- To: NeilBrown <neilb@xxxxxxx>
- Subject: Re: MD Raid10 recovery results in "attempt to access beyond end of device"
- From: Christian Balzer <chibi@xxxxxxx>
- Date: Fri, 22 Jun 2012 17:42:57 +0900
- Cc: linux-raid@xxxxxxxxxxxxxxx
- In-reply-to: <20120622180748.5f78339c@notabene.brown>
- Organization: FusionGOL
Hello,
On Fri, 22 Jun 2012 18:07:48 +1000 NeilBrown wrote:
> On Fri, 22 Jun 2012 16:06:32 +0900 Christian Balzer <chibi@xxxxxxx>
> wrote:
>
> >
> > Hello,
> >
> > the basics first:
> > Debian Squeeze, custom 3.2.18 kernel.
> >
> > The Raid(s) in question are:
> > ---
> > Personalities : [raid1] [raid10]
> > md4 : active raid10 sdd1[0] sdb4[5](S) sdl1[4] sdk1[3] sdj1[2] sdi1[1]

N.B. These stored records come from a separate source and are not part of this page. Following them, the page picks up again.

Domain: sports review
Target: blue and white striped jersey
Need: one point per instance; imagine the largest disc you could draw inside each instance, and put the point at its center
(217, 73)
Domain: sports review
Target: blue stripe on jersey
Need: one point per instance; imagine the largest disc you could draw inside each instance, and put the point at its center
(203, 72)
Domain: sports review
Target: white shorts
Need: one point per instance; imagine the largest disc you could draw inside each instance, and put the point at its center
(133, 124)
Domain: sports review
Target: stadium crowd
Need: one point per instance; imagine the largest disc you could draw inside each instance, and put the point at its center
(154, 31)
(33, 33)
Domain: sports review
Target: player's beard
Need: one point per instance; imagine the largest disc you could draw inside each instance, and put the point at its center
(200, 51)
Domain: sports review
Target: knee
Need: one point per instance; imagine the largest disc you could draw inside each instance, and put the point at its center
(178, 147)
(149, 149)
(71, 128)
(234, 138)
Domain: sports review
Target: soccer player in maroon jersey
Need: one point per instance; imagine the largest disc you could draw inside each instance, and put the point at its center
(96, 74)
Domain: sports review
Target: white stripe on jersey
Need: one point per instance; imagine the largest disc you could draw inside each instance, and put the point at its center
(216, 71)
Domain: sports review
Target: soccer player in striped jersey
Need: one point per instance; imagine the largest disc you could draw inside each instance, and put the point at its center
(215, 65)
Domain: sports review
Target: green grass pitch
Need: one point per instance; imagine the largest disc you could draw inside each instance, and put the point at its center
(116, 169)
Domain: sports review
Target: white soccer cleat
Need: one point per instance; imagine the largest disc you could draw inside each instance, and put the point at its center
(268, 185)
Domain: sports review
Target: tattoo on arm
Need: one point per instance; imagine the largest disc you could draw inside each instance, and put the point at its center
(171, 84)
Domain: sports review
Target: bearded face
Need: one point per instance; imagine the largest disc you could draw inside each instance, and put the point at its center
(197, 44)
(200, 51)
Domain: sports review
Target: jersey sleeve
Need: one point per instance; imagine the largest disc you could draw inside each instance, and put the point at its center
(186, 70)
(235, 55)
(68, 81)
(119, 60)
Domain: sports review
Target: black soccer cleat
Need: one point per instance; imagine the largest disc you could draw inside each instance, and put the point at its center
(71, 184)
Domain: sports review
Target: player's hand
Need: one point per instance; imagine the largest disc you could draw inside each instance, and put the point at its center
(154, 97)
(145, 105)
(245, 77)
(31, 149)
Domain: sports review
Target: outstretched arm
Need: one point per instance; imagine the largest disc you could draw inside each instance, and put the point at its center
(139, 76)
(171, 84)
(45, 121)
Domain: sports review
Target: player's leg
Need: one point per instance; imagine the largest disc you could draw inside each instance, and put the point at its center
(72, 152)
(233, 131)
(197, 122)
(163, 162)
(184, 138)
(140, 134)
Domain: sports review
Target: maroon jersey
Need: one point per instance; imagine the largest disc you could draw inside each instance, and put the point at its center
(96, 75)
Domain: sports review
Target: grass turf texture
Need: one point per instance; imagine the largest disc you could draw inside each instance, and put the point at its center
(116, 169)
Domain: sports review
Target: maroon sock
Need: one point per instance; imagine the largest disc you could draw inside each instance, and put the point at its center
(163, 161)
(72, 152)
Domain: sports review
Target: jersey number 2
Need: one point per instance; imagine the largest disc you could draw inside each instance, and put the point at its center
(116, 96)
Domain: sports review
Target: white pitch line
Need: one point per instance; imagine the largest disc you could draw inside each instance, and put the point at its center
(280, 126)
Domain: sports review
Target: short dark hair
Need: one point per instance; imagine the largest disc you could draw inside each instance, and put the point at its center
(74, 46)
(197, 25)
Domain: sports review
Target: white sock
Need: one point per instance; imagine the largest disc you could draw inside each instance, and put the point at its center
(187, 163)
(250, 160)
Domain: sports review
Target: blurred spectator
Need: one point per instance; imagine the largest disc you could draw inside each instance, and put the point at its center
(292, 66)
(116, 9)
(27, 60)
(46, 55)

> > 3662836224 blocks super 1.2 512K chunks 2 near-copies [5/5]
> > [UUUUU]
>
> I'm stumped by this. It shouldn't be possible.
>
> The size of the array is impossible.
>
> If there are N chunks per device, then there are 5*N chunks on the whole
> array, and there are are two copies of each data chunk, so
> 5*N/2 distinct data chunks, so that should be the size of the array.
>
> So if we take the size of the array, divide by chunk size, multiply by 2,
> divide by 5, we get N = the number of chunks per device.
> i.e.
> N = (array_size / chunk_size)*2 / 5
>
> If we plug in 3662836224 for the array size and 512 for the chunk size,
> we get 2861590.8, which is not an integer.
> i.e. impossible.
>
Quite right, though I never bothered to check that number of course,
pretty much assuming after using Linux MD since the last millennium that
it would get things right. ^o^
> What does "mdadm --examine" of the various devices show?
>
They looks all identical and sane to me:
---
/dev/sdc1:
Magic : a92b4efc
Version : 1.2
Feature Map : 0x0
Array UUID : 2b46b20b:80c18c76:bcd534b5:4d1372e4
Name : borg03b:3 (local to host borg03b)
Creation Time : Sat May 19 01:07:34 2012
Raid Level : raid10
Raid Devices : 5
Avail Dev Size : 2930269954 (1397.26 GiB 1500.30 GB)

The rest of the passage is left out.